An Empirical Model for the Classification of Diabetes and Diabetes_Types Using Ensemble Approaches
Keywords:classification, diabetes mellitus, ensemble learning, PID, random forest
Diabetes is a hereditary disorder that interferes with human life at all ages. It is challenging for cells to absorb glucose from the bloodstream when an individual has diabetes. The two main subtypes of diabetes are type 1 diabetes and type 2 diabetes. Type 1 diabetes develops when the pancreas cannot make enough insulin, whereas type 2 diabetes spreads due to insulin resistance. Diabetes is a recurrent, and chronic illness that is incurable. In modern healthcare systems, disease detection technology is pervasive. Detecting diabetes in its early stages is crucial for initiating timely treatment and halting disease progression. The proposed method has the potential not only to forecast the likelihood of future diabetes onset but also to identify the specific type of diabetes a person may develop. This paper investigates a potential solution for a diabetes prediction model in light of the continually rising prevalence of diabetes among patients. The proposed framework is designed using two datasets: the Pima Indian dataset, which is used to forecast diabetes, and the DiabetesType dataset, which is used to identify the type of diabetes mellitus an individual has.

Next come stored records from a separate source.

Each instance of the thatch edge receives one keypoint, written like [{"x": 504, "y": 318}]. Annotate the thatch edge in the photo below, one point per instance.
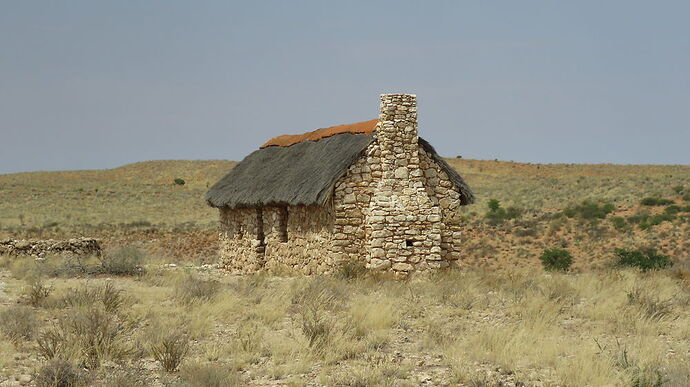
[{"x": 466, "y": 195}]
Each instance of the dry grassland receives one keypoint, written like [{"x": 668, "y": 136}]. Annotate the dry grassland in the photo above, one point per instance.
[
  {"x": 497, "y": 320},
  {"x": 466, "y": 328}
]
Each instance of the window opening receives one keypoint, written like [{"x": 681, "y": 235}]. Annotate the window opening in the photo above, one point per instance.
[{"x": 282, "y": 224}]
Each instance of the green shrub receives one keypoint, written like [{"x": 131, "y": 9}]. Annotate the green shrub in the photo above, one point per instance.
[
  {"x": 620, "y": 224},
  {"x": 126, "y": 260},
  {"x": 107, "y": 296},
  {"x": 193, "y": 289},
  {"x": 493, "y": 205},
  {"x": 589, "y": 210},
  {"x": 673, "y": 209},
  {"x": 652, "y": 201},
  {"x": 643, "y": 259},
  {"x": 96, "y": 335},
  {"x": 18, "y": 323},
  {"x": 170, "y": 350},
  {"x": 498, "y": 214},
  {"x": 556, "y": 259},
  {"x": 51, "y": 343},
  {"x": 36, "y": 292}
]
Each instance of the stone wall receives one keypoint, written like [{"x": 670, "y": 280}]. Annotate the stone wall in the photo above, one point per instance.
[
  {"x": 296, "y": 238},
  {"x": 241, "y": 247},
  {"x": 394, "y": 209},
  {"x": 41, "y": 248},
  {"x": 403, "y": 225}
]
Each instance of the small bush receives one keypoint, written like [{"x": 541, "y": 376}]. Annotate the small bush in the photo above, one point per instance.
[
  {"x": 36, "y": 292},
  {"x": 620, "y": 224},
  {"x": 652, "y": 201},
  {"x": 493, "y": 205},
  {"x": 556, "y": 259},
  {"x": 673, "y": 209},
  {"x": 643, "y": 259},
  {"x": 656, "y": 220},
  {"x": 126, "y": 379},
  {"x": 193, "y": 289},
  {"x": 589, "y": 210},
  {"x": 18, "y": 323},
  {"x": 650, "y": 305},
  {"x": 498, "y": 214},
  {"x": 124, "y": 261},
  {"x": 51, "y": 343},
  {"x": 106, "y": 295},
  {"x": 58, "y": 373},
  {"x": 96, "y": 334},
  {"x": 170, "y": 350},
  {"x": 349, "y": 270}
]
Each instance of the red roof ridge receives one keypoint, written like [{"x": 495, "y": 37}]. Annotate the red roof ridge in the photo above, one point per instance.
[{"x": 364, "y": 127}]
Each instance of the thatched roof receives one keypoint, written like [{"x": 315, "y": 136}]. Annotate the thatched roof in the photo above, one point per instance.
[
  {"x": 303, "y": 173},
  {"x": 364, "y": 127}
]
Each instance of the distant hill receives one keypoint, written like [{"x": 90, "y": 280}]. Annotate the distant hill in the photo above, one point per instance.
[{"x": 145, "y": 192}]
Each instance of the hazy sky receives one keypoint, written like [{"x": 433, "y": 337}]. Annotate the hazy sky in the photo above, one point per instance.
[{"x": 95, "y": 84}]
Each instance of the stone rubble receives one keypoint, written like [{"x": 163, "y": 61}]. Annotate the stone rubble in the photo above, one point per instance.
[{"x": 41, "y": 248}]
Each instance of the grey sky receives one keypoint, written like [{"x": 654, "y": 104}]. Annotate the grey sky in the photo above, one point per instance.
[{"x": 86, "y": 84}]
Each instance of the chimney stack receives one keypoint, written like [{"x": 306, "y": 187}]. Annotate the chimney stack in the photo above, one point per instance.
[{"x": 397, "y": 135}]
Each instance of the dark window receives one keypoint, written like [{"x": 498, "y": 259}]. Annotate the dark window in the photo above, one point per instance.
[
  {"x": 282, "y": 224},
  {"x": 260, "y": 227}
]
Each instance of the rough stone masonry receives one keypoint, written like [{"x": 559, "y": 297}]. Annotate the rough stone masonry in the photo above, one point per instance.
[{"x": 394, "y": 208}]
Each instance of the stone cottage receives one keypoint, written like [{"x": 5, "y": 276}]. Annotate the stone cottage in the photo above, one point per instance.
[{"x": 372, "y": 191}]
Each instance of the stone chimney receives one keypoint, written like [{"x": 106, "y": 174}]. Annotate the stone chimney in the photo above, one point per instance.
[
  {"x": 397, "y": 135},
  {"x": 403, "y": 225}
]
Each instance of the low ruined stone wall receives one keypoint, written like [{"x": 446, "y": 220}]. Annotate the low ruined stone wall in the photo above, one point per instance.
[{"x": 41, "y": 248}]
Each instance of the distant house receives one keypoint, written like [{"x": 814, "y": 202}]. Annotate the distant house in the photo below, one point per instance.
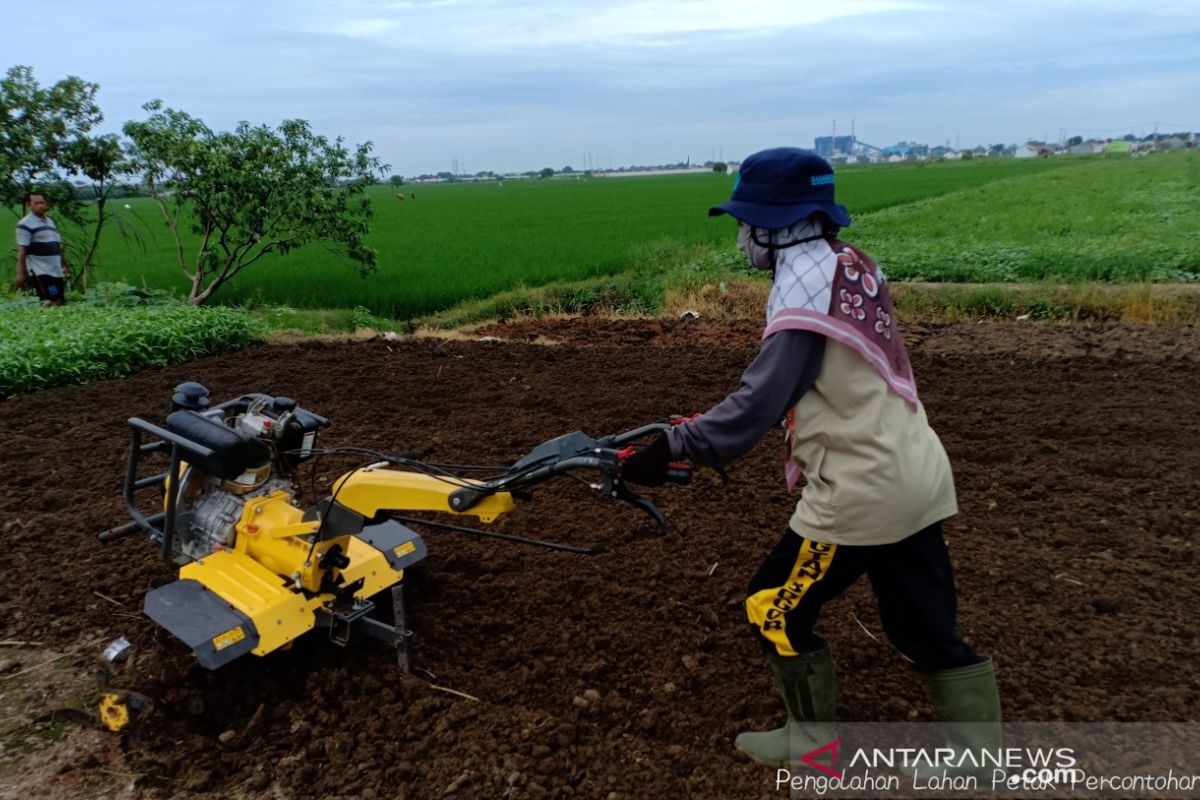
[{"x": 1033, "y": 150}]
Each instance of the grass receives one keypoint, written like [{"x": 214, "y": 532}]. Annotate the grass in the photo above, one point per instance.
[
  {"x": 1120, "y": 221},
  {"x": 462, "y": 242},
  {"x": 81, "y": 342}
]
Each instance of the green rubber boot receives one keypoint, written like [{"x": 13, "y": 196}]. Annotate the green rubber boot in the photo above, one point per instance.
[
  {"x": 807, "y": 684},
  {"x": 969, "y": 705}
]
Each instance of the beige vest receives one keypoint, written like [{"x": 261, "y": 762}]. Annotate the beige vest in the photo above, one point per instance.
[{"x": 875, "y": 471}]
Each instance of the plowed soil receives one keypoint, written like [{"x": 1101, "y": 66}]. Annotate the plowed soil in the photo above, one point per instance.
[{"x": 625, "y": 674}]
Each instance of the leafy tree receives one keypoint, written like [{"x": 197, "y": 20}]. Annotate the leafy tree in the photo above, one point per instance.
[
  {"x": 36, "y": 126},
  {"x": 252, "y": 191},
  {"x": 102, "y": 162}
]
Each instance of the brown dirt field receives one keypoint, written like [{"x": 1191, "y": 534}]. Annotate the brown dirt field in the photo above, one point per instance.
[{"x": 628, "y": 674}]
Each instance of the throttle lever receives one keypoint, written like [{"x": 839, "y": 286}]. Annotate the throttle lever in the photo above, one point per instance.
[{"x": 622, "y": 493}]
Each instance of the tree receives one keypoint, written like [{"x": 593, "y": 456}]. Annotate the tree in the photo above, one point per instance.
[
  {"x": 36, "y": 125},
  {"x": 102, "y": 162},
  {"x": 252, "y": 191}
]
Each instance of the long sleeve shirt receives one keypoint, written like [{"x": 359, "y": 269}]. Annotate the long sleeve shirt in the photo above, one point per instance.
[{"x": 785, "y": 368}]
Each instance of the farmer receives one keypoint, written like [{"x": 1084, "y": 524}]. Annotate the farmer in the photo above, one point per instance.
[
  {"x": 40, "y": 253},
  {"x": 877, "y": 482}
]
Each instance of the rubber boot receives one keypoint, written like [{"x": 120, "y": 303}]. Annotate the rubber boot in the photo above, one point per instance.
[
  {"x": 807, "y": 684},
  {"x": 969, "y": 707}
]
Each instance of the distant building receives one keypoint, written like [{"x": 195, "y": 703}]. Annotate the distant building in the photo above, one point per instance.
[
  {"x": 1086, "y": 148},
  {"x": 827, "y": 146}
]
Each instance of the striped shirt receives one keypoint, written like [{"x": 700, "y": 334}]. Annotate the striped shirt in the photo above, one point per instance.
[{"x": 43, "y": 245}]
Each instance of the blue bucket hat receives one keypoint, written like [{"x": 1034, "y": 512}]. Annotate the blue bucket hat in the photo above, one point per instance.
[{"x": 781, "y": 186}]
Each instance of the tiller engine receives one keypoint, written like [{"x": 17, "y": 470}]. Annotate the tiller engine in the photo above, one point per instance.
[{"x": 257, "y": 571}]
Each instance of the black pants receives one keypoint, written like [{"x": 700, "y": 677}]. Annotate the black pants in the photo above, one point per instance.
[{"x": 912, "y": 579}]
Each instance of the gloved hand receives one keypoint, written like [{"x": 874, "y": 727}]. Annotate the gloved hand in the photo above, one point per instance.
[{"x": 648, "y": 465}]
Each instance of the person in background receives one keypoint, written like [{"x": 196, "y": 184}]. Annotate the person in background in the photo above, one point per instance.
[
  {"x": 877, "y": 482},
  {"x": 40, "y": 257}
]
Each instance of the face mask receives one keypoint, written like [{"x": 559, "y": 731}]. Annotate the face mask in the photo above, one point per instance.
[{"x": 761, "y": 258}]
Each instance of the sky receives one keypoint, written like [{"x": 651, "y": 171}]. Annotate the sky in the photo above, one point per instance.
[{"x": 513, "y": 85}]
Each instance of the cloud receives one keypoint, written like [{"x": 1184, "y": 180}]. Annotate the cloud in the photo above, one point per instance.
[{"x": 510, "y": 84}]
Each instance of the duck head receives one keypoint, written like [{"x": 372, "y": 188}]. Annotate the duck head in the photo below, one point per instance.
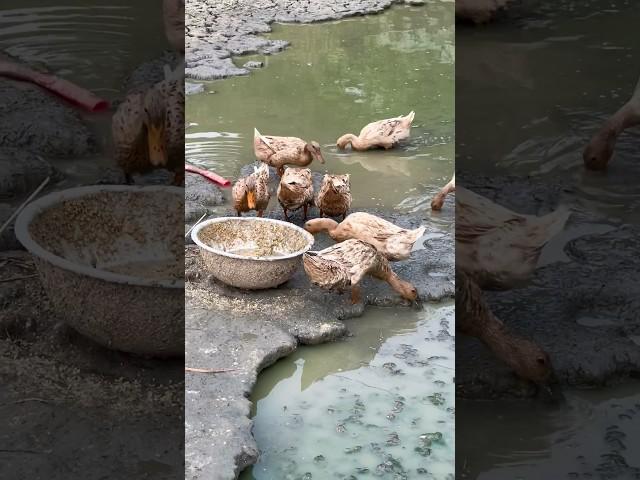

This research aims to apply machine learning classifiers and ensemble models, such as Bagging, Voting, Averaging, and Stacking, for diabetes prediction. In this context, SMOTE (synthetic minority oversampling technique) and hyperparameter adjustment of the algorithms are considered and have substantially improved the findings. The developed heterogeneous ensemble model offers enhanced prediction rates with different performance criteria. Using the bagging technique, random forest attains a 96% accuracy rate, resulting in better predictions in the PID dataset. Regarding the DiabetesType dataset, the voting ensemble model provides a 98.5% accuracy rate. This study highlights that ensemble learning models are effective in predicting diabetes and can outperform earlier relevant studies.